Coyote Mentoring Core Routines: Journaling
What It Is—and Why It Matters
Journaling is the practice of capturing experience, memory, and curiosity on paper. In Coyote Mentoring, it is more than a record—it’s a deepening tool. A journal can hold drawings, maps, lists of species, questions, weather observations, dreams, stories, or tracks. It becomes a container for personal connection to place and self. It’s not about spelling or grammar—it’s about attention and relationship.
The book emphasizes journaling as a key way to help learners “notice what they notice.” It slows down the experience and reflects it back, making the invisible visible. Journals often hold the first sparks of awareness: the day the crow flew overhead right before the rain, or the first time the learner heard the forest go quiet. These entries become markers of growth.
Journaling matters because it supports integration. It allows learners to remember their Sit Spot changes over seasons, track animal patterns, or notice their emotional responses to place. It also gives mentors a window into what learners are perceiving and caring about. Over time, the journal becomes a kind of mirror—reflecting the learner’s unfolding relationship with the natural world and their own sense of belonging within it.
What It Might Look Like
The learner settles in with a worn notebook.
They sit cross-legged at their Sit Spot, pulling a pencil from behind their ear. They sketch the bent grass where the rabbit fed. They write, “Heard robins calling. Wind from the west. Sky heavy.” It's quiet, simple, real. No one checks it—this is for them.
A journal becomes a map of connection.
The pages hold months of drawings: frog eggs in March, fox scat in April, the path of the sun across the meadow in June. Over time, the learner sees cycles. They begin to anticipate bloom times, animal patterns, seasonal shifts. The journal is no longer just record-keeping—it’s pattern recognition.

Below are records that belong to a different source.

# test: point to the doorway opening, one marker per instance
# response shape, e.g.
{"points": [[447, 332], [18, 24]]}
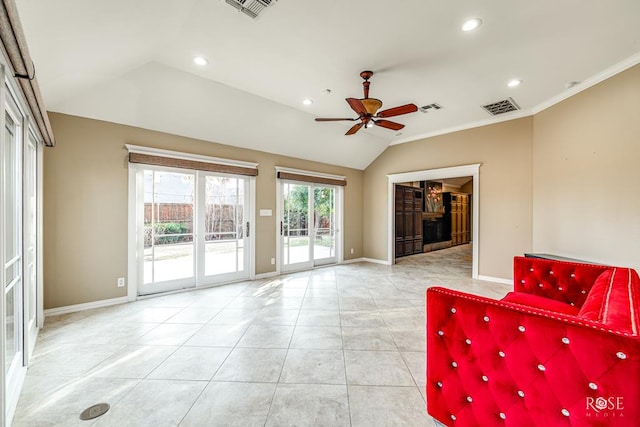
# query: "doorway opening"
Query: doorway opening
{"points": [[410, 218]]}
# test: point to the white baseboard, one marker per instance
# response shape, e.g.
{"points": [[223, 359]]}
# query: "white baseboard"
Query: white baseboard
{"points": [[352, 261], [86, 306], [495, 280], [376, 261], [266, 275]]}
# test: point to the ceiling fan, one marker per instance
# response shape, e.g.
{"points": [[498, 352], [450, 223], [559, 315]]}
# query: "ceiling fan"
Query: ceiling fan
{"points": [[367, 110]]}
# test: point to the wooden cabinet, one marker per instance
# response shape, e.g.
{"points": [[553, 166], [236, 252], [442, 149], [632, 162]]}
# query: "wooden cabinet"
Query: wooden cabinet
{"points": [[457, 216], [408, 211]]}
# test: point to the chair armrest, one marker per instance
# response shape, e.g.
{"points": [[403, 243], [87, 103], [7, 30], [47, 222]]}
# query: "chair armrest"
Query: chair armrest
{"points": [[564, 281], [490, 361]]}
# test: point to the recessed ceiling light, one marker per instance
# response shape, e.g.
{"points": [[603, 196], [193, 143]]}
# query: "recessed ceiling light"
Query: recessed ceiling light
{"points": [[471, 24], [200, 60]]}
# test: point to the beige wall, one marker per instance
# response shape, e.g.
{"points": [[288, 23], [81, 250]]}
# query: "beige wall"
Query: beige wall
{"points": [[85, 204], [586, 174], [505, 152]]}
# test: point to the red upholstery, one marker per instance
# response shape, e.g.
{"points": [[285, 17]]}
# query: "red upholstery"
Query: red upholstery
{"points": [[498, 363], [537, 301], [615, 300]]}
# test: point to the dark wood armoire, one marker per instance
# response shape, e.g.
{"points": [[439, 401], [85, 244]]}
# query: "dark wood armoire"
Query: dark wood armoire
{"points": [[408, 207], [457, 217]]}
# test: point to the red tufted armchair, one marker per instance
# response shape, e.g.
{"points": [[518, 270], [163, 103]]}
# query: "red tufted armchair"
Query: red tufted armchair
{"points": [[562, 349]]}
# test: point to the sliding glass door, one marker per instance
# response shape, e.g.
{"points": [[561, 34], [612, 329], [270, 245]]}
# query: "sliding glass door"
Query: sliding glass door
{"points": [[224, 228], [194, 229], [30, 245], [169, 248], [308, 225], [12, 248]]}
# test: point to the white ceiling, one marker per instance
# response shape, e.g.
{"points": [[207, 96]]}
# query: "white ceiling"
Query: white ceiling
{"points": [[130, 62]]}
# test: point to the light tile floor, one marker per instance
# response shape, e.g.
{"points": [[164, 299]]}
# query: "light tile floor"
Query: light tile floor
{"points": [[337, 346]]}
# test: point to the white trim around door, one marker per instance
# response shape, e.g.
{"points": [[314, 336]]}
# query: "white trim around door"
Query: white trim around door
{"points": [[472, 170]]}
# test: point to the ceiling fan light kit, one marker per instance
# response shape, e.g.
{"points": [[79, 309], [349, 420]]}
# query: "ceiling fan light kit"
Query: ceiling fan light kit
{"points": [[367, 110]]}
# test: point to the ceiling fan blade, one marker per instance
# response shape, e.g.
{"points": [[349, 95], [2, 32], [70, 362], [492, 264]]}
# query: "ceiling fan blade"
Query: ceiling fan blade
{"points": [[357, 106], [396, 111], [371, 105], [354, 129], [388, 124]]}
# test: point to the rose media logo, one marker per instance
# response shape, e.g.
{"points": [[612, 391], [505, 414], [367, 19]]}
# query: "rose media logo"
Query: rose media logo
{"points": [[605, 407]]}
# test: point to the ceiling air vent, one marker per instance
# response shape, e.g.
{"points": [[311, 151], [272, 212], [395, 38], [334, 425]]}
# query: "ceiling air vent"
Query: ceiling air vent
{"points": [[430, 107], [501, 107], [251, 8]]}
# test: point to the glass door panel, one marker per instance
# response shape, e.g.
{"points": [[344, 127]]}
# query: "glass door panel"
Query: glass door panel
{"points": [[324, 243], [30, 243], [169, 252], [295, 224], [12, 262], [224, 224]]}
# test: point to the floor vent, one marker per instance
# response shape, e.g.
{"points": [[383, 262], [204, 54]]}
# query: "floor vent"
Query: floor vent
{"points": [[251, 8], [430, 107], [501, 107]]}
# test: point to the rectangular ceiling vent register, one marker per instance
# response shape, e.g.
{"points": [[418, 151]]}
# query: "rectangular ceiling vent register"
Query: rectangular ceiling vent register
{"points": [[251, 8], [501, 107], [430, 107]]}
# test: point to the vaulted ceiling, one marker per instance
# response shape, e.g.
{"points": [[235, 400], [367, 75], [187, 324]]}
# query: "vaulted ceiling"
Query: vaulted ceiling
{"points": [[131, 62]]}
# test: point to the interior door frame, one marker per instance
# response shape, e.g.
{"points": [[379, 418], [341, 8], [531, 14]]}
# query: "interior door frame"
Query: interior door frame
{"points": [[472, 170]]}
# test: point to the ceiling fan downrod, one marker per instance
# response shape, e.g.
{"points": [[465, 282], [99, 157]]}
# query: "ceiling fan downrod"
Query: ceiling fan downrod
{"points": [[366, 75]]}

Mentors invite story through the page.
A mentor might ask, “Can you draw what surprised you today?” or “What question did the forest give you this week?” These prompts stir reflection. They shift the learner from passive observer to meaning-maker. Writing becomes a way to track not just nature, but inner movement.
Journaling ripens into relationship.
Eventually, the learner returns to old entries. “I used to call that tree ‘Big Arms.’ I remember when the owls nested there.” The journal becomes an archive of friendship with place. And like any good friendship, it deepens with time—quietly, honestly, in the slow unfolding of attention.